As we age we may find that things are no longer as easy to do as they used to be. Sometimes it may seem impossible, or be so risky that we stop doing them. But did you know there are many adaptations and technologies now available to help enable you to keep doing the things that matter the most?
Many changes or equipment will cost very little, and could help delay the need to move into a residential aged care facility for months or even years.
Advances in assistive technology have resulted in some amazingly simple, yet effective, products available for use in the home market. These products can be surprisingly useful as we age.
Supporting a family member who is living alone, especially if they are living with dementia, can be particularly stressful. An example of assistive technology that can help in this situation is a system that uses a series of sensors placed around the home, including on doors, to monitor the movement of a person throughout the day and night.
Data from the sensors is fed back to you and alerts such as ‘not up and about’, or ‘door left open’ can be set. The result is you and other family members can monitor what is happening with your loved one without actually having to be present, and you can have peace of mind that everything is ok.
Initially piloted with social service authorities in the UK, now over 80% of UK local authorities use this technology for assessment and care planning. The system has supported many people to stay living at home longer, saving hundreds of thousands of dollars in inappropriate long term care admissions.
While not all equipment is as sophisticated as a sensor system, there are many useful assistive technology products available locally – some from your local department store, others from specialised suppliers.
One particularly common issue as we age is our short term memory may not be as good as it used to be. Devices such as medication prompters, diaries and appointment prompters on your phone and even apps that can help you find your car in the car park can all be useful aids to memory. Other devices around the home can reduce the risk of forgetting. These include irons that sense when you are not using it and turn off after a short period, cook top alerts that sound an alarm if you have left the stove on and flood detectors to warn you if your bath is overflowing.
Motion activated night lights are a great idea if you have difficulty finding the toilet or bathroom at night, or may be at risk of falling if the hallway is dark.
Although some may curse the advent of smart phones and our ever-increasing reliance on them, mobile phones can be very useful in finding missing items, or even missing people.
Small Bluetooth tags can be attached to easily or regularly misplaced items such as a handbag, keys, wallet or phone. Once attached to the item, an app downloaded to a smart phone can help you to quickly locate a misplaced item.

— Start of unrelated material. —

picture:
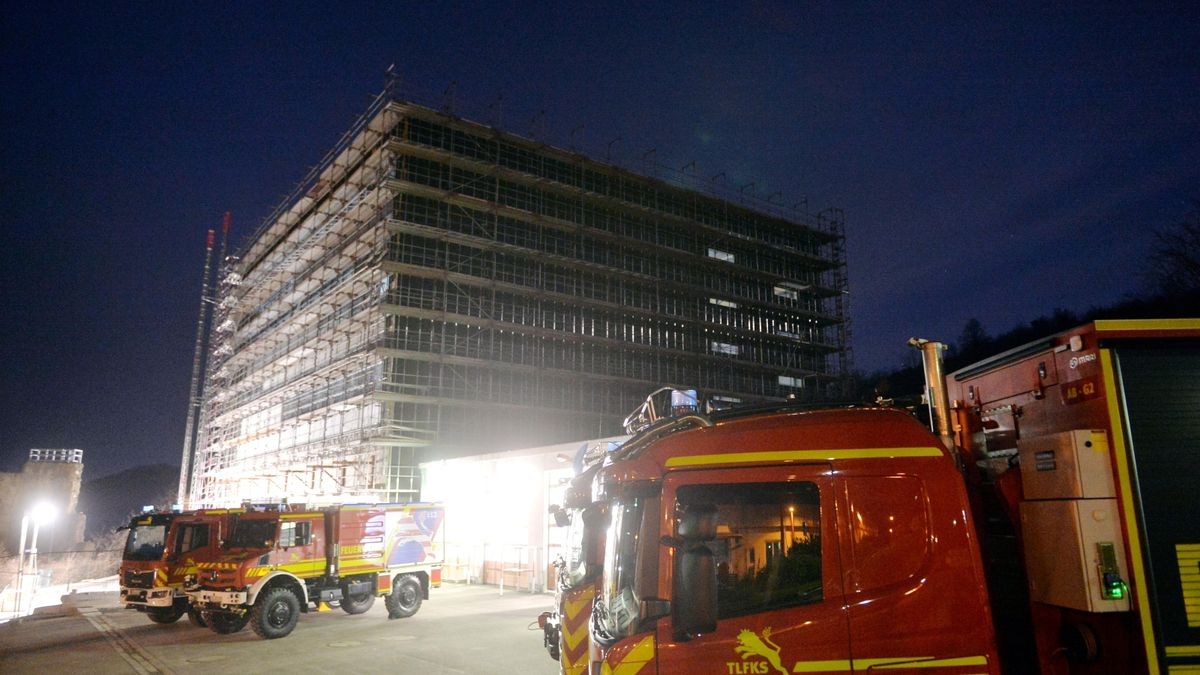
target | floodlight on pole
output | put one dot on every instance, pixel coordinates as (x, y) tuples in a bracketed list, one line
[(41, 513)]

If you usually take your mobile phone with you when out, phone locating apps can make it easier to locate you, should you become disoriented or lost.
Difficulty in wayfinding and orientation is not uncommon for people living with dementia. To enable you to continue to enjoy going for a walk, doing the shopping or taking the dog out, a range of Bluetooth and GPS enabled devices such as watches and pendants are also available.
These GPS products and apps can provide peace of mind while helping to maintain independence, in addition to providing potentially lifesaving information to authorities in the event you do go missing. Although the cost of some of these devices is still quite high, they may prove to be priceless in the event you become lost.
For anyone wishing to stay in their home as they age, the assistance provided by some of these products could be just what you need to continue living independently.